In some places I have overspent. In other I have had bargains. I'm pleased with the hosepipe valves that I picked up for $2 in Walmart. They are way cheaper than anything Lowes (hiss, spit) had. As there will be no real pressure, they don't even have to be very strong!
I am sure my waste water system will leak though I don't know how much. Some leakage is desirable in order to reduce the need to actively dump the waste water. In actual fact, it's just soapy water used for washing. That's not really dirty. The only problem will be non biodegradable deturgents.
I have been giving thought to carrying freshwater and located a 15 gallon barrel at Walmart for $47. That's quite a bargain when U-Line sells them for $41 with $30 shipping. Either that or a 220 mile drive to the nearest U-Line suplier. At 19mpg and $1.85 a gallon, paying shipping would be cheaper than visiting U-Line. Anyway, the Walmart solution sees best. A manual pump also seems in order. Those seem to be between $20 and $60 with electric pumps coming in even cheaper. An alternative to the pump would be just to draw water from under the bus via one of those handy Walmart $2 faucets.
Right now, the goal is to obtain the supplies needed in order to complete current operations. The back door lower window needs to be replaced with something solid. That will involve welding. In fact, quite a lot of welding and some grinding in order to make it smooth.
Finally, the front door locking mechanism needs addressing. I have encountered linear actuators that sound interesting though pricey. Currently I'm returning to an old idea using the two electromagnets I bought from China that won't repel anything magnetic. Rather than have them pushing the latch upward, pulling it upward - if they're strong enough. Placement will be ultra critical however.

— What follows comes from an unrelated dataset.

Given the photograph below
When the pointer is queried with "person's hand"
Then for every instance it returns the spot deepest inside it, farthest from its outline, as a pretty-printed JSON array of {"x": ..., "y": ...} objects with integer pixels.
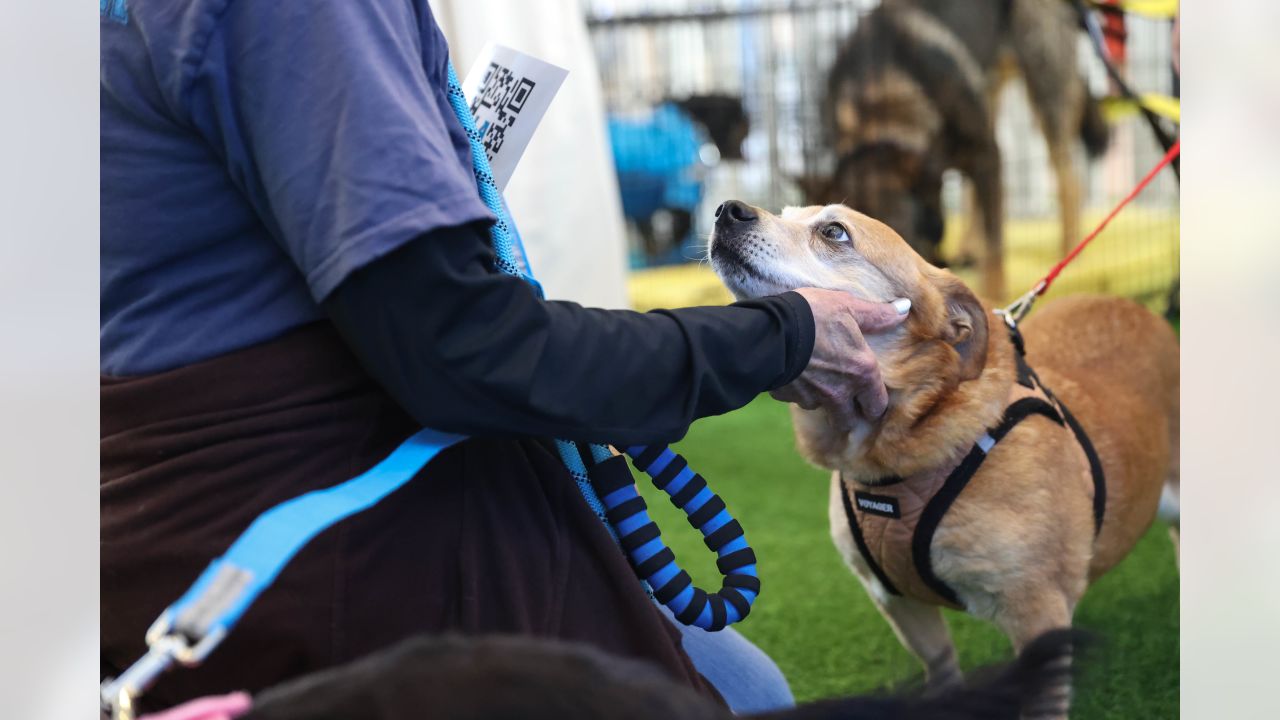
[{"x": 842, "y": 376}]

On the whole though progress is painfully slow, I am happy with what has been achieved thus far. I am looking into some kind of fireproof box to keep important documents safe. By that, I mean passports, insurance, registration and citizenship documents. Sadly, thus far, all I am encountering are pretentious pieces of junk. I am seeing fire proof boxes calling themselves safes and sporting ludicrous things such as combination locks and keypads. How utterly insane! All I need is a fireproof box with a latch. I don't want to fuss about with locks or fiddly trash like combination locks. Most of those alleged safes can be picked up and carried away for later opening or can be quickly opened with an angle grinder or a can opener!